To introduce students to the problems arising from concurrency in databases, and how they are solved; • To introduce students to the problems arising from the integration of heterogeneous sources of information and the use of semi-structured data; • To introduce students to non-relational databases; • To introduce students to techniques for analyzing large amounts of data.
At the conclusion of this module students should be able to
A identify and apply the principles underpinning transaction management within DBMS;
B demonstrate an understanding of advanced SQL topics;
C illustrate the issues related to Web technologies and DBMS and XML as a semi-structured data representation formalism;
D identify the principles underlying object relational models;
E state the main concepts in data warehousing and data mining.

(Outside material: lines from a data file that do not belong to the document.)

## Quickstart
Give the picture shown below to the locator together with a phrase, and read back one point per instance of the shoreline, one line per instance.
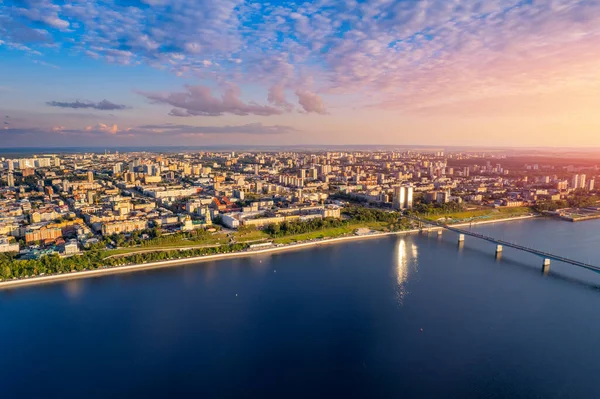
(206, 258)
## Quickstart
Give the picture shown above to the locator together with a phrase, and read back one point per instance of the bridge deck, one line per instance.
(510, 245)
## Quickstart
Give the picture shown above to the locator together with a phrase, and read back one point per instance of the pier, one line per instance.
(500, 244)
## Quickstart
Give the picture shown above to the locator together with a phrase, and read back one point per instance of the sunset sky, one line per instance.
(200, 72)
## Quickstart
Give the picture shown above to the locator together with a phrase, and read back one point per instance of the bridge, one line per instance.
(500, 244)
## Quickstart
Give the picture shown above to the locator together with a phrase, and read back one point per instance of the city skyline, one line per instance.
(175, 72)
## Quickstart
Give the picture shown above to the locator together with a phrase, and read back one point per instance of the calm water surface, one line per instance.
(413, 316)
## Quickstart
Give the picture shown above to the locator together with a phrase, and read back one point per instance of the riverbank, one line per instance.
(178, 262)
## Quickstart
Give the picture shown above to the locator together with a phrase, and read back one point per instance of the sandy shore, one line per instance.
(207, 258)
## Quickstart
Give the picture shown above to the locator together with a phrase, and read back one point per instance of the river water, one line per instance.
(406, 316)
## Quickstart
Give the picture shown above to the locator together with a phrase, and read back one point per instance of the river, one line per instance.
(405, 316)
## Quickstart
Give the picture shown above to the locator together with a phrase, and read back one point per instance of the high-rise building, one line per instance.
(403, 197)
(578, 181)
(117, 168)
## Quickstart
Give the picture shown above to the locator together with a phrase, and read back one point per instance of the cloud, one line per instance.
(103, 128)
(101, 134)
(103, 105)
(311, 102)
(277, 97)
(199, 101)
(248, 129)
(393, 54)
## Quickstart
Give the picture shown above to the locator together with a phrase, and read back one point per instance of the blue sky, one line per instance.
(497, 72)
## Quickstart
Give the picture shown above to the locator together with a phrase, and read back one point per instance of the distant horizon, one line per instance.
(477, 73)
(333, 147)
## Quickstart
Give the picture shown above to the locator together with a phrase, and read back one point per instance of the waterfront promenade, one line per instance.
(178, 262)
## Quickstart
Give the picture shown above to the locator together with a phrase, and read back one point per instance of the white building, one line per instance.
(403, 197)
(6, 246)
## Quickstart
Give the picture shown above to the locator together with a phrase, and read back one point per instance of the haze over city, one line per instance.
(176, 72)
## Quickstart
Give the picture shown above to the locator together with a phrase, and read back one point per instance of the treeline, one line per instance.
(353, 215)
(54, 264)
(300, 227)
(361, 214)
(150, 237)
(579, 199)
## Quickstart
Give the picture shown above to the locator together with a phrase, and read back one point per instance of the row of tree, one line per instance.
(10, 267)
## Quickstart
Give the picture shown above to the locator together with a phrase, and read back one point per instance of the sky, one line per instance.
(391, 72)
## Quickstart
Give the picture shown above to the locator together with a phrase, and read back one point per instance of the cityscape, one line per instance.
(119, 205)
(299, 199)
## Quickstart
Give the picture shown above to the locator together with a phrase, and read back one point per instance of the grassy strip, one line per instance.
(484, 214)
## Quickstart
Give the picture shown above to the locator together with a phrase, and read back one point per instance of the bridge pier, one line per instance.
(546, 266)
(498, 251)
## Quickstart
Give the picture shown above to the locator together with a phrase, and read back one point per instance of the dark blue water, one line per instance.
(412, 316)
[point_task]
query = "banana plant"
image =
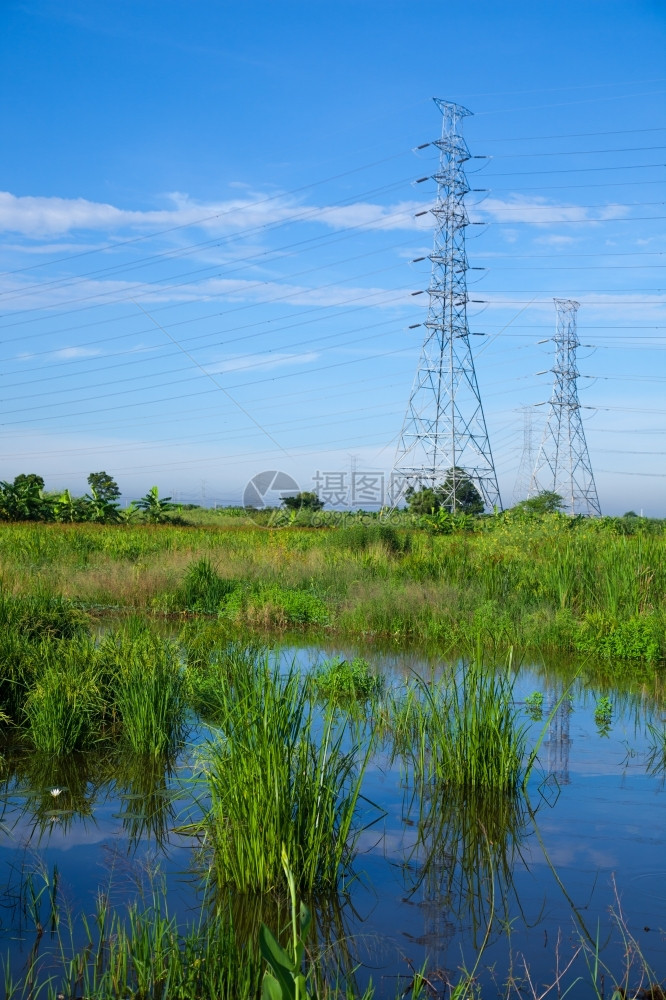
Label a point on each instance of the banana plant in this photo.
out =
(155, 508)
(286, 980)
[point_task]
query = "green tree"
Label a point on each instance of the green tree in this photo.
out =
(22, 500)
(29, 479)
(98, 508)
(104, 486)
(458, 493)
(303, 501)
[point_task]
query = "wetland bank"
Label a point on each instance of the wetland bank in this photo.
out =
(450, 741)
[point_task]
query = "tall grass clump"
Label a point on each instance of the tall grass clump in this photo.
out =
(279, 776)
(203, 589)
(148, 690)
(463, 730)
(42, 616)
(346, 681)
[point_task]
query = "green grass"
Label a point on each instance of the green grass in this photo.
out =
(279, 777)
(596, 586)
(462, 730)
(148, 689)
(345, 681)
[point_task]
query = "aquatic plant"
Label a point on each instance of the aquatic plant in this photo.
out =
(63, 706)
(278, 776)
(534, 705)
(462, 729)
(345, 680)
(203, 589)
(148, 690)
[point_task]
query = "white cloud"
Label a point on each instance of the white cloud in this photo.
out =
(536, 209)
(271, 360)
(38, 217)
(555, 241)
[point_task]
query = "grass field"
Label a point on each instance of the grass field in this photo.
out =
(543, 584)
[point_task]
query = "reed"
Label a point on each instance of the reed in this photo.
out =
(278, 776)
(62, 708)
(148, 689)
(462, 730)
(549, 582)
(346, 681)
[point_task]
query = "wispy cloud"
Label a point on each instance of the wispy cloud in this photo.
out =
(270, 360)
(538, 210)
(38, 217)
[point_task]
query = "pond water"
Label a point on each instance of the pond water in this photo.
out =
(579, 860)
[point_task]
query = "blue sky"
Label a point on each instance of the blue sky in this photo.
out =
(207, 224)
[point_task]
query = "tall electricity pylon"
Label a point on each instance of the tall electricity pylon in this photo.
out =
(444, 442)
(563, 463)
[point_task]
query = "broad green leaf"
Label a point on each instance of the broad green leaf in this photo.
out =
(270, 988)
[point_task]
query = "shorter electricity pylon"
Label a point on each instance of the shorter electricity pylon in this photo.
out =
(526, 468)
(563, 463)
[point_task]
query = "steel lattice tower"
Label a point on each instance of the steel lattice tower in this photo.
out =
(563, 463)
(444, 431)
(526, 468)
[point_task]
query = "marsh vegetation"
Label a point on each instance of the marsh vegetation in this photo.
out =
(144, 670)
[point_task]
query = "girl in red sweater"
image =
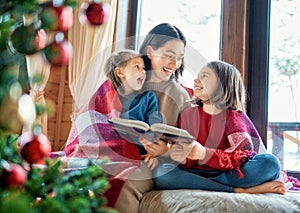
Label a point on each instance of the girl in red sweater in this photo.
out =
(228, 154)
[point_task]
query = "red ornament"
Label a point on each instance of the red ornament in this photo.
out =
(59, 53)
(57, 18)
(94, 13)
(28, 39)
(13, 176)
(36, 149)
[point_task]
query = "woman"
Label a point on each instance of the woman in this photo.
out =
(163, 53)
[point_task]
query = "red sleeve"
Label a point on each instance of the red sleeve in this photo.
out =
(189, 90)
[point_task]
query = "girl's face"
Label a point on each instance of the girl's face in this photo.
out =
(205, 85)
(165, 60)
(132, 75)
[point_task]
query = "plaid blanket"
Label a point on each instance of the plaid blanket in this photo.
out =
(93, 138)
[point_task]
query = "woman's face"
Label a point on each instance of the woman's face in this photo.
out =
(206, 84)
(165, 60)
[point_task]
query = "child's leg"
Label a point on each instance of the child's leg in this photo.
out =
(261, 168)
(170, 176)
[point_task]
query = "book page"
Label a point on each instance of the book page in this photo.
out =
(163, 128)
(131, 123)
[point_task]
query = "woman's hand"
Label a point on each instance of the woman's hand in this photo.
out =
(154, 149)
(177, 153)
(150, 162)
(196, 151)
(182, 150)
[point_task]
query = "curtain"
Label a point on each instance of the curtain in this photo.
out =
(92, 45)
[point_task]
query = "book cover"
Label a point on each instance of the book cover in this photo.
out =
(158, 130)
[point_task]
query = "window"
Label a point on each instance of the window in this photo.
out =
(245, 42)
(284, 87)
(200, 21)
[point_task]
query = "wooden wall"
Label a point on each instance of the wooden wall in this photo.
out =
(59, 123)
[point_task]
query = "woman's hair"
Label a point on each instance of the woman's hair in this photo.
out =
(118, 59)
(157, 38)
(230, 92)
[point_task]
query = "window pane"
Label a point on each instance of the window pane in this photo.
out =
(284, 87)
(198, 20)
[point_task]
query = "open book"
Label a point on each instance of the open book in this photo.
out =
(158, 130)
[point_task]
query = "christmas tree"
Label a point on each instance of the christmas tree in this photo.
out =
(31, 181)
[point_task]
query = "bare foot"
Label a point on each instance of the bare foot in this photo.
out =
(268, 187)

The teaching philosophy of the module follows very much the philosophy of Syntegrative Education. This has meant that the teaching delivery pattern, which follows more intensive block teaching, allows more meaningful contribution from industry partners. This philosophy is carried through also in terms of assessment, with reduction on the use of exams and increase in coursework, especially problem-based assessments that are project focused. The delivery pattern provides space in the semester for students to concentrate on completing the assessments. Students will be expected to attend eight formal lectures, seminars as well as labs. In addition, students will be expected to devote time for unsupervised reflection and consideration of lecture material and background reading.